Consistent "broken pipe" error from vmselect when executing PromQL with a longer time range from Grafana.

Issue
“Broken pipe” error is thrown when executing PromQL (from Grafana) with a longer time range. This broken pipe occurs between Grafana and vmselect. This usually occurs between 3-5s. Grafana appears to terminate the network connection while vmselect attempts to write results to the channel.

To Reproduce
Invoke below from Grafana.

sum by (kubernetes_cluster,envoy_cluster_name) (increase(envoy_cluster_upstream_rq{envoy_response_code=~"(5..|429)"}[100d])) > 10.

Expected behavior
PromQL returns with results.

Actual behavior
PromQL times out between 3-5s (ref below screenshot).

Logs

vmselect

severity: "ERROR" textPayload: "2022-03-16T13:36:10.446Z warn VictoriaMetrics/app/vmselect/main.go:563 error in "/select/0/prometheus/api/v1/query_range?end=1647437400&query=envoy_cluster_upstream_rq%5B7776000s%5D&start=1639661400&step=3600": error when executing query="envoy_cluster_upstream_rq[7776000s]" on the time range (start=1639661400000, end=1647437400000, step=3600000): cannot send query range response to remote client: cannot send 2 bytes to client: write tcp4 10.0.0.24:8481->10.0.7.148:38124: write: broken pipe" timestamp: "2022-03-16T13:36:10.446458671Z"

Screenshots
image

Version
vmselect:v1.72.0
Grafana version v8.3.3 (30bb7a93ca)

Parameters

  • search.maxQueryDuration = 30s [VM]
  • grafana.client.timeout = 20s [Grafana Helm]
  • GrafanaDataSource jsonData:timeInterval = 25s (below CRD).

apiVersion: integreatly.org/v1alpha1 kind: GrafanaDataSource metadata: name: cluster-victoriametrics spec: name: victoriametrics.yaml datasources: - name: Prometheus type: prometheus access: proxy url: http://namespace.cluster:<port>/select/0/prometheus/ isDefault: true version: 1 editable: false jsonData: tlsSkipVerify: true timeInterval: "25s"

Question
I expected GrafanaDataSource jsonData:timeInterval of 25s (above) to be relevant for the vmselect invocation. But it seems Grafana times out within 3-5s. What is the correct timeout to set on the Grafana side for VictoriaMetrics PromQL queries. ?

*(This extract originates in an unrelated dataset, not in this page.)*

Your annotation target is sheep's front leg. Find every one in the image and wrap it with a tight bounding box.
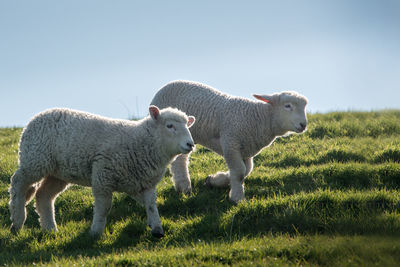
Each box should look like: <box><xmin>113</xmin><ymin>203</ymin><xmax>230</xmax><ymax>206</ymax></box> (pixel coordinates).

Appreciate any help on this.

Hi @pcperera! Do you see the same error when using curl or vmui for executing this query?

1 Like

Hi @hagen

Thanks for the response.

No, vmui query is successful repeatedly.

@hagen and all,

Doesn’t the timeInterval govern the data source timeout ? Grafana query times out in 3-5s.

apiVersion: integreatly.org/v1alpha1
kind: GrafanaDataSource
metadata:
  name: cluster-victoriametrics
spec:
  name: victoriametrics.yaml
  datasources:
    - name: Prometheus
      type: prometheus
      access: proxy
      url: http://vmselect.vmselect:8481/select/0/prometheus/
      isDefault: true
      version: 1
      editable: false
      jsonData:
        tlsSkipVerify: true
        timeInterval: "30s"

I believe, timeInterval stands for a different thing:

Lowest interval/step value that should be used for this data source.

You probably looking for timeout setting:

Request timeout in seconds. Overrides dataproxy.timeout option

See more details here Provision Grafana | Grafana documentation

@hagen

I don’t see the timeout field in GrafanaDataSource CRD in grafana-operator/api.md at master · grafana-operator/grafana-operator · GitHub.

Am I missing anything here ?

Thanks
Priyanka